Так просидел он долгое время, прислушиваясь к доносящимся из-за стены горестным звукам.
Час проходил за часом, а из-за стены все еще доносились едва слышные стенания несчастной графини, и ее безжалостный супруг жадно слушал их, как будто черпал силы в невыносимых страданиях своей жены.
Наконец все стихло.
Тогда господин граф вынул из ножен свой кинжал и закололся. Должно быть, он не выдержал угрызений совести или был сокрушен мыслью, что сам, своими руками, погубил собственное дитя.
Мне следует пояснить, откуда мне ведомо, что произошло в тот прегорький день в подземелье церкви Святого Захарии, откуда мне ведомо, что говорили и что делали в том подземелье господин граф и его несчастная жена.
Надобно сказать, что я ничуть не верил в вину моны Лючии и прегорько сожалел о ее судьбе. Посему, когда господин граф повел ее вместе с невинным младенцем в церковное подземелье, я тайно пробрался туда вслед за господами и спрятался в соседнем коридоре, дабы спасти госпожу графиню и ее дитя, коли к тому представится хотя бы малая возможность.
Оттуда, из своего тайного укрытия, я видел и слышал жалостные мольбы госпожи и суровые слова ее мужа.
Сердце мое разрывалось от жалости к страданиям несчастной женщины и невинного младенца, но я ничего не мог поделать, не мог пойти против воли своего господина.

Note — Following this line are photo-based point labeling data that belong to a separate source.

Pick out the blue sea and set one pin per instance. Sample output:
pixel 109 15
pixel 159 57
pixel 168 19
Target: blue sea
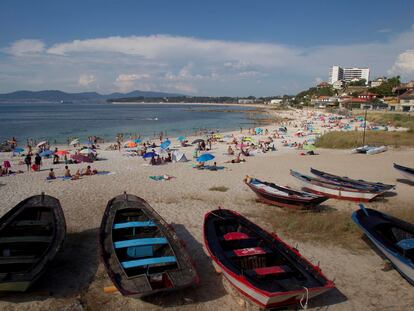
pixel 57 122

Когда господин граф замуровал несчастную, я надеялся, что он тут же уйдет и я смогу спасти графиню и младенца. Но граф оставался возле стены, и я по-прежнему был бессилен что-либо предпринять. Мне оставалось только ждать.

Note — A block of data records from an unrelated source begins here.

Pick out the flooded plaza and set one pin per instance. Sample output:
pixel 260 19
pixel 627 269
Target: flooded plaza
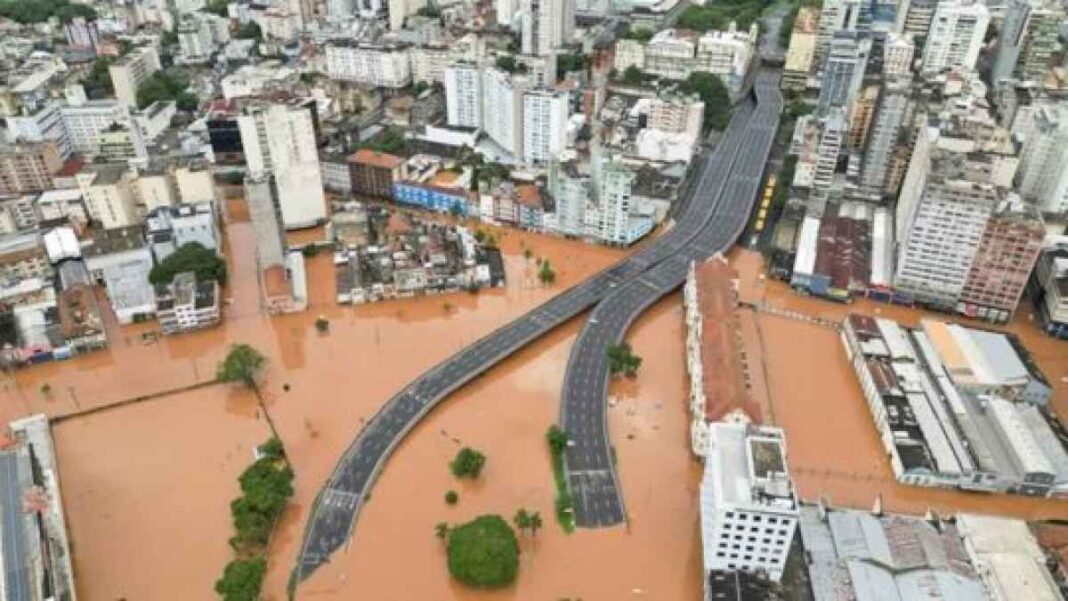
pixel 147 486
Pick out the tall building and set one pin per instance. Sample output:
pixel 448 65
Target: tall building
pixel 883 136
pixel 749 511
pixel 464 95
pixel 545 125
pixel 1007 252
pixel 280 140
pixel 28 168
pixel 801 54
pixel 502 109
pixel 843 70
pixel 1043 178
pixel 265 214
pixel 956 36
pixel 131 70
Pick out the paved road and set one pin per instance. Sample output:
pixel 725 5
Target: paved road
pixel 722 201
pixel 16 580
pixel 341 499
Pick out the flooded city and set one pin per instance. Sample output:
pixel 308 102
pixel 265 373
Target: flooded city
pixel 150 449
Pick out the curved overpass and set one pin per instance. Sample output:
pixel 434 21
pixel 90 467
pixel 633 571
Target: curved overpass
pixel 339 503
pixel 728 186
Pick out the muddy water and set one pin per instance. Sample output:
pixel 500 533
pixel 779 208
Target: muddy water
pixel 658 555
pixel 834 449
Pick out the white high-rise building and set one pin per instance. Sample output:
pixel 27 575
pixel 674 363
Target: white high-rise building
pixel 956 35
pixel 502 109
pixel 131 70
pixel 464 95
pixel 749 511
pixel 381 66
pixel 280 140
pixel 1043 165
pixel 545 125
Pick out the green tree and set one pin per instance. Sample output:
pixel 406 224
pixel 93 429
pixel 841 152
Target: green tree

Когда же безжалостный граф лишил себя жизни, я наконец выбрался из своего тайника и поспешил к стене, чтобы как можно скорее вызволить из каменного мешка несчастную мону Лючию с ее ребенком.

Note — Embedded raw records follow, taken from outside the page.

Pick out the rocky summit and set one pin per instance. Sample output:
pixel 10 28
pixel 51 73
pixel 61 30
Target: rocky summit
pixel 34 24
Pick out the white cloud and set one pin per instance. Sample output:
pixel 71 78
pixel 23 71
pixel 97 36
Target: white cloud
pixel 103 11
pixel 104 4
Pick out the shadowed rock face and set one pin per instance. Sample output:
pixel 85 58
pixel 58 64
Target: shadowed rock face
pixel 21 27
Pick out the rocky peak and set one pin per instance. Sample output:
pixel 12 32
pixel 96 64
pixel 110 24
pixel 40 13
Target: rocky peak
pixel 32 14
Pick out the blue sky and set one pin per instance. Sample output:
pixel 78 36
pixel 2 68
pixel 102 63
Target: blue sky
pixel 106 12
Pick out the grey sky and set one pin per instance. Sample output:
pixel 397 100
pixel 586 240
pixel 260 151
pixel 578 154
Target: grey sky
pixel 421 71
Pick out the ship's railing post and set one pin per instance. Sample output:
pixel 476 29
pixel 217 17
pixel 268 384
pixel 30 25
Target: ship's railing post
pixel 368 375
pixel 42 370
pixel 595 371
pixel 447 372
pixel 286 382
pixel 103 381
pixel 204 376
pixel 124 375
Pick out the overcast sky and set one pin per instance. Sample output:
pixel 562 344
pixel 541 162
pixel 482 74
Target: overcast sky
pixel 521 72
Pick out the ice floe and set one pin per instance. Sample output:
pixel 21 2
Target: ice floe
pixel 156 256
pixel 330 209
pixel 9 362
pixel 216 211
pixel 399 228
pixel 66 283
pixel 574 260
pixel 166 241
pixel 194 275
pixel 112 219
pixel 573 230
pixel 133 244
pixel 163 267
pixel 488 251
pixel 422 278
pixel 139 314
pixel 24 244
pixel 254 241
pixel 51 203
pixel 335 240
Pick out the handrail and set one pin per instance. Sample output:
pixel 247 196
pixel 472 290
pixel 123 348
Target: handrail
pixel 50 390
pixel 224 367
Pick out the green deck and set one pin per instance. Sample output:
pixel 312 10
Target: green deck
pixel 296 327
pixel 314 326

Я торопливо орудовал своим кинжалом, выковыривая из стены камень за камнем, и наконец сумел освободить проход, достаточный для взрослого человека.
Пробравшись в застенок, я бросился к госпоже графине, надеясь спасти ее.
Но — увы — помощь моя запоздала: несчастная женщина не перенесла своих страданий и умерла.
Но, даже умирая, не забыла она о своем ребенке, о невинном младенце. Перед смертью приложила она его к груди, дабы дитя могло насытиться материнским молоком.
Благодаря этому ребенок был жив и здоров.